There are approximately 80 thousand cubic meters of nuclear waste that Italy is desperately trying to store.A long-standing problem which, despite progress, appears far from being resolved.At least 50 thousand of these radioactive wastes are mostly derived from decommissioned nuclear plants when the Italians, twice, opted to say no to atomic energy.Another 28 thousand, however, derive from nuclear research plants and from the nuclear medicine and industrial sectors.Overall, it is inevitable not to notice how, decades later, Italy has still not been able to dispose of the waste resulting not even thirty years of nuclear activity.Yet the Government, in spite of the referendum decisions, seems determined to bring atomic energy back to Italy.Among many, for example, the National Platform for Sustainable Nuclear Power was launched a few months ago.In general, the pro-atom position of the conservative executive also emerged clearly in the latest Energy and Climate Plan, as well as at the COP28 summit in Dubai.

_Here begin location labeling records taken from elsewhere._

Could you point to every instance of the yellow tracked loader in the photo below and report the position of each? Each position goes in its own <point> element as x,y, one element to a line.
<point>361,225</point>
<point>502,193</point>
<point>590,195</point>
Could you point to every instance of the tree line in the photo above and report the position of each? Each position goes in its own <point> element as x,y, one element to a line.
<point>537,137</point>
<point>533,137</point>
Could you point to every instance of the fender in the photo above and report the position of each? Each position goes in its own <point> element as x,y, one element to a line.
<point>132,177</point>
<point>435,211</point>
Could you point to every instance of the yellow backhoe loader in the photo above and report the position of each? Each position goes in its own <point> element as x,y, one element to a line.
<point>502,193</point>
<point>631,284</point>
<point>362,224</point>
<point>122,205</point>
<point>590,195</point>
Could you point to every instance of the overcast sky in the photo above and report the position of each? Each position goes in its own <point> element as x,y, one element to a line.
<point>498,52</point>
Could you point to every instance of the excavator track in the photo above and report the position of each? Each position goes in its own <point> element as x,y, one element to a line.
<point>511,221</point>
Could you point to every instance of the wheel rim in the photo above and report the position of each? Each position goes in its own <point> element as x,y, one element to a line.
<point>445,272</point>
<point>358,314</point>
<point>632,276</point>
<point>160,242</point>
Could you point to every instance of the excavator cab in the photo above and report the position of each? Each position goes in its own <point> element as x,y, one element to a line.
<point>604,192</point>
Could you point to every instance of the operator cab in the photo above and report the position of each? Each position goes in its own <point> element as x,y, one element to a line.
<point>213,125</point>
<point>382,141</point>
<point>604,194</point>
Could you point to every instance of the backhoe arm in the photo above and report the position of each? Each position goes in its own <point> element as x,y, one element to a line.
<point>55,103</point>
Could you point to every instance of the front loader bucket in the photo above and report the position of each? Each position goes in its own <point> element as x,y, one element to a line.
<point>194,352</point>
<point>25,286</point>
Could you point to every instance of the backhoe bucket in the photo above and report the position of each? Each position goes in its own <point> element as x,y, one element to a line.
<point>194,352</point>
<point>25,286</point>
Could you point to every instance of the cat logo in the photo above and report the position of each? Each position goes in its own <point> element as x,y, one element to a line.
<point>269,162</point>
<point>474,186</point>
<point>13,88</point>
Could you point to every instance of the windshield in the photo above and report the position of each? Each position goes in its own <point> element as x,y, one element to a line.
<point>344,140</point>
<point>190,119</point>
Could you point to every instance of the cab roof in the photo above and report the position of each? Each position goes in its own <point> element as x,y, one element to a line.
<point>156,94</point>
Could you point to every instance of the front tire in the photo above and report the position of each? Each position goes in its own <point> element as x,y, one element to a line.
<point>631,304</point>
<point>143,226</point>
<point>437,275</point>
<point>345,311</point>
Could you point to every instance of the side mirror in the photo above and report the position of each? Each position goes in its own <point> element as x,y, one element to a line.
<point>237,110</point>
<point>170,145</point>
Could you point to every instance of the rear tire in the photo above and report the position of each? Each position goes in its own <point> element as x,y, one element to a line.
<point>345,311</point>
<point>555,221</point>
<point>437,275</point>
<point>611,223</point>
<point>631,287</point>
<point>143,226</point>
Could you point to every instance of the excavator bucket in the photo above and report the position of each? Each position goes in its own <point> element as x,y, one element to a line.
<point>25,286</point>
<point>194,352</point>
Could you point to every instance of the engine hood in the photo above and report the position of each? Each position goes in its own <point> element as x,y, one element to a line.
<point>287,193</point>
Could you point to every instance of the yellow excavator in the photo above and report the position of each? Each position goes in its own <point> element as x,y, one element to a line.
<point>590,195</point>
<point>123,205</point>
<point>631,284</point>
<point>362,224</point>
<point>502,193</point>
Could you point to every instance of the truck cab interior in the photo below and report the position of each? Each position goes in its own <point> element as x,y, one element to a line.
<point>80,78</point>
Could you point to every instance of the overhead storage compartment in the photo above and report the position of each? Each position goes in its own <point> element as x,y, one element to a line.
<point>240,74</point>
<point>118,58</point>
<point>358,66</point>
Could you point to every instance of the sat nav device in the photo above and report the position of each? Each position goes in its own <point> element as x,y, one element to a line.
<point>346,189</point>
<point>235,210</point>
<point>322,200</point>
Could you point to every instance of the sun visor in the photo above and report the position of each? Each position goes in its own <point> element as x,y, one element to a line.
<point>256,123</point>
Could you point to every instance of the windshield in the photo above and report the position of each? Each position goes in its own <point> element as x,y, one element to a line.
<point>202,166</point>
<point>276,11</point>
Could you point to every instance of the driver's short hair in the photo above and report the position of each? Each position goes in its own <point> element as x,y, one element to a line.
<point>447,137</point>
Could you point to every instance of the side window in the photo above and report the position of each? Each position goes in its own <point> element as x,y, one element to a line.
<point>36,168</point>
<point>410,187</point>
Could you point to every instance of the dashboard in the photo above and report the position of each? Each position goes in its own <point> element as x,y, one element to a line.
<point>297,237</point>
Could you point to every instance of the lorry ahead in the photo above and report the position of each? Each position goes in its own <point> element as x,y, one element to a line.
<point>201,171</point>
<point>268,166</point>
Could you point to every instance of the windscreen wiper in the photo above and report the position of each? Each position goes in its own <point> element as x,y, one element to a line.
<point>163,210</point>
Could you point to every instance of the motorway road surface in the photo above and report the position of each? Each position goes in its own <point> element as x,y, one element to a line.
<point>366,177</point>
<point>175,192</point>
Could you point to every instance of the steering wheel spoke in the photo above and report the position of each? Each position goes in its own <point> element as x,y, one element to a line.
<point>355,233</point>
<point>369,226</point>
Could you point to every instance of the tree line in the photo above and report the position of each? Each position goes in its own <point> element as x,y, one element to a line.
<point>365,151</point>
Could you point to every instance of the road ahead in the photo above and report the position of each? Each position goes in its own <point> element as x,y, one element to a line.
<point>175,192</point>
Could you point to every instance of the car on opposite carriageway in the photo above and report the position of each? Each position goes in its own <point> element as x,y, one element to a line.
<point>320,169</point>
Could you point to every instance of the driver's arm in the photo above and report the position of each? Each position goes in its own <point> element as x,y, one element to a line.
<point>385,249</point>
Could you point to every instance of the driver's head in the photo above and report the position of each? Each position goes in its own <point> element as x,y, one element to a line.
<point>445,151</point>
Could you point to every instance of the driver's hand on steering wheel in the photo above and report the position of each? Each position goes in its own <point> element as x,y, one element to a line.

The intentions of the executive, for the moment, would be to improve the scientific and technological knowledge useful for a future development of the so-called fourth generation nuclear power, which – there he explained a year ago Professor Gianfranco Caruso - «sets out to answer the main questions that arise regarding the use of nuclear energy:reducing emissions, reliability, safety, availability of fuel reserves, minimization of radioactive waste and economic competitiveness".To date, however, there is no similar project "ready" to enter into commercial operation by 2030.At most, by that date, there will be several prototypes and demonstrations.The alternative, which Italy already seems willing to follow, is to accelerate the so-called SMR (Small Modular Reactors), «small nuclear reactors – Caruso specified – based on reliable and already proven technologies and which, in their evolution, could facilitate the development of the fourth generation".However, for a country still struggling with the waste of a dismantling that began over twenty years ago, these may still not be of help.Second a search created by the universities of Stanford and British Columbia, the mini-nuclear reactors will in fact produce much more waste than conventional power plants. Even 30 times greater. The causes of this side effect should be sought – according to scientists – in a higher required concentration of nuclides.